In Africa’s Pulse, published by the World Bank in December 2014, the emphasis on agricultural development in Africa seems to have been transformed. The report argues that boosting agricultural productivity alone will not suffice:
Investments in rural public goods (for example, education, health, rural roads, electricity, and ICT) and services (including in small towns) will be equally important to boost the rural economy and facilitate the structural transformation through rural income diversification, while also equipping the next generation for migration to the cities.
And also stresses the role of the public sector in growth:
Significant public investment in infrastructure, increased agricultural production and expanding services in African retail, telecoms, transportation, and finance, are expected to continue to boost growth in the region.
The emphasis on rural infrastructure, public goods, ‘inclusive growth’ and the public sector all seems a long way from the Bank’s traditional emphasis on the free market, liberalization and the private sector. When did this change happen? It is starting to sound like a European style, mixed economy approach, far from the structural adjustment policies of the 1980s. From the perspective of the knowledge ecology, the emphasis on services, education and ICTs seems to be promising as does the emphasis on inclusive growth, health and infrastructure from a broader development perspective.

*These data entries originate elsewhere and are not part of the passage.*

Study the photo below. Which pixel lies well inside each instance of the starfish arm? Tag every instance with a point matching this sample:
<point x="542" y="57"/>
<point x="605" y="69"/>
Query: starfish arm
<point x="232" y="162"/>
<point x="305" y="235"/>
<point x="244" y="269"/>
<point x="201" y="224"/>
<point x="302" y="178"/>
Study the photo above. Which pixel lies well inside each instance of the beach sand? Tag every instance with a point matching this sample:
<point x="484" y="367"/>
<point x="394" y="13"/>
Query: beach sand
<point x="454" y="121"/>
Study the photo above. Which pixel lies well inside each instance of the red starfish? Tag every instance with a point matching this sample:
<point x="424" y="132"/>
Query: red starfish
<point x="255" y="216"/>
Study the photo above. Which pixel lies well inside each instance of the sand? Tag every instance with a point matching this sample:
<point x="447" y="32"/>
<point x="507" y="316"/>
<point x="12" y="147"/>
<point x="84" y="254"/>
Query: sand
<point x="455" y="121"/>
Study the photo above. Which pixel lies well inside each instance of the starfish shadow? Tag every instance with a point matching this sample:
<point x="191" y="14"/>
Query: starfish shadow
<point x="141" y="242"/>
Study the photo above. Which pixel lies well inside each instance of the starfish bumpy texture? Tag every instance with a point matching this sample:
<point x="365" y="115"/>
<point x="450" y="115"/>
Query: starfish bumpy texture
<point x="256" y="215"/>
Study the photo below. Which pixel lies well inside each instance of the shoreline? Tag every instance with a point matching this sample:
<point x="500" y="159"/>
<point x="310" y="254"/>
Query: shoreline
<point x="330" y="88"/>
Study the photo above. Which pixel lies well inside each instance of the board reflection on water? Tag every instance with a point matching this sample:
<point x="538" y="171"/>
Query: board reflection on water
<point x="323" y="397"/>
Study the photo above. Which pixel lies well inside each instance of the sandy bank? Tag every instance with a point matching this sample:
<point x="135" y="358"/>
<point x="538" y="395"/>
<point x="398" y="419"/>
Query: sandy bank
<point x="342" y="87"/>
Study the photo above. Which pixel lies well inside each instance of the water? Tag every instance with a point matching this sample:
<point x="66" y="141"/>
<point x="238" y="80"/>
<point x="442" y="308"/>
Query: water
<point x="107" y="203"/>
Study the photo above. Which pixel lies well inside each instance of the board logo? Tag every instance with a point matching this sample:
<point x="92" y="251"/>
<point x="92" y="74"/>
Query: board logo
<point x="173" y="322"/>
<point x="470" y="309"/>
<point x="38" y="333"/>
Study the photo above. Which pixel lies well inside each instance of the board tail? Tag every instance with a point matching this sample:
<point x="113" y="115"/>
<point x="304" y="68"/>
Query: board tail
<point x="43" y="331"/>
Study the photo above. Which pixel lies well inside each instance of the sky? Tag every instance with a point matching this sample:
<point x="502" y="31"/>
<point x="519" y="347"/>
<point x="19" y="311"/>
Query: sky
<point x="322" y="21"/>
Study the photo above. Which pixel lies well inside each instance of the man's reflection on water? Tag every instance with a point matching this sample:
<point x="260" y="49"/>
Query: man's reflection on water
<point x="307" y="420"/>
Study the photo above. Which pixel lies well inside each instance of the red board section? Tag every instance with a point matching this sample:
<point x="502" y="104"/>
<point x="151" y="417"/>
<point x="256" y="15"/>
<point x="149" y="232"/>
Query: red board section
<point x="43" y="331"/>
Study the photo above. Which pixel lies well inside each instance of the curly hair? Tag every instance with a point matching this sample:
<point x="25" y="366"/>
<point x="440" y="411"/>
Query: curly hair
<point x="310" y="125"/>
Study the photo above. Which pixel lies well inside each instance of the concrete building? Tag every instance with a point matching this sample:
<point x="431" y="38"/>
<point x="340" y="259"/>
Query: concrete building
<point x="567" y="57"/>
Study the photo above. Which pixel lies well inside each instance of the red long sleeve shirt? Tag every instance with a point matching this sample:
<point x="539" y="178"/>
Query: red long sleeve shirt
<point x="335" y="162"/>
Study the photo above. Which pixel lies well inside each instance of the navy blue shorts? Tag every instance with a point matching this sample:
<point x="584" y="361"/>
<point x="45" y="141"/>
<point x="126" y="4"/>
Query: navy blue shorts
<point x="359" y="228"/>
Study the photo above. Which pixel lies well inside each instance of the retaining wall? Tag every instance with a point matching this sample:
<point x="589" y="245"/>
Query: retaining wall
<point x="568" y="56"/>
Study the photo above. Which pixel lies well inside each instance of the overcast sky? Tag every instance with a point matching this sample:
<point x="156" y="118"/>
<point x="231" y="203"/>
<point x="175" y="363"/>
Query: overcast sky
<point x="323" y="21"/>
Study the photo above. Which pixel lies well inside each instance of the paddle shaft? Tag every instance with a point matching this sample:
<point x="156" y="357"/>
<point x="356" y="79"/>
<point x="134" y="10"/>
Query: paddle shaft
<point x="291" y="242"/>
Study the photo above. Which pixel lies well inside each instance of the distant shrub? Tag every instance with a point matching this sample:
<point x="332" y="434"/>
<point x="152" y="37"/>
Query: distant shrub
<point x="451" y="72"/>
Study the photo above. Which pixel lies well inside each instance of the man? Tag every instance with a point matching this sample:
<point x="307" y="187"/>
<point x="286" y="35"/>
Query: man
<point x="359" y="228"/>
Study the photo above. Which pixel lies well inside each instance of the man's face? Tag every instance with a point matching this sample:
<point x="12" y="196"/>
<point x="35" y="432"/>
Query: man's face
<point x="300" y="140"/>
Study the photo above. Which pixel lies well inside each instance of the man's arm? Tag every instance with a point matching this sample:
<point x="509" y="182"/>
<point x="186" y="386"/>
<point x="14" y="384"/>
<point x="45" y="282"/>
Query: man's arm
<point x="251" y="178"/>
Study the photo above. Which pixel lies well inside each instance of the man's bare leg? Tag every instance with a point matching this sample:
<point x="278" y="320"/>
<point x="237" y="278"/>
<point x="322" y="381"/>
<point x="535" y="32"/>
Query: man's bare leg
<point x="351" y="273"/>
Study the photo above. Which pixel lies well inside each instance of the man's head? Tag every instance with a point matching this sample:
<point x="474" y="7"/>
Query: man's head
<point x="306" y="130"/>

Africa’s Pulse is a twice-yearly analysis of the issues shaping Africa’s economic prospects. It notes that African economies continue to expand at a moderate pace with regional GDP growth projected to strengthen to 5.2% per year in 2015-16 from 4.6% in 2014. Threats to future growth include fiscal deficits in some countries, activities of groups such as Boko Haram and Al Shabaab and, most seriously, the Ebola epidemic in West Africa.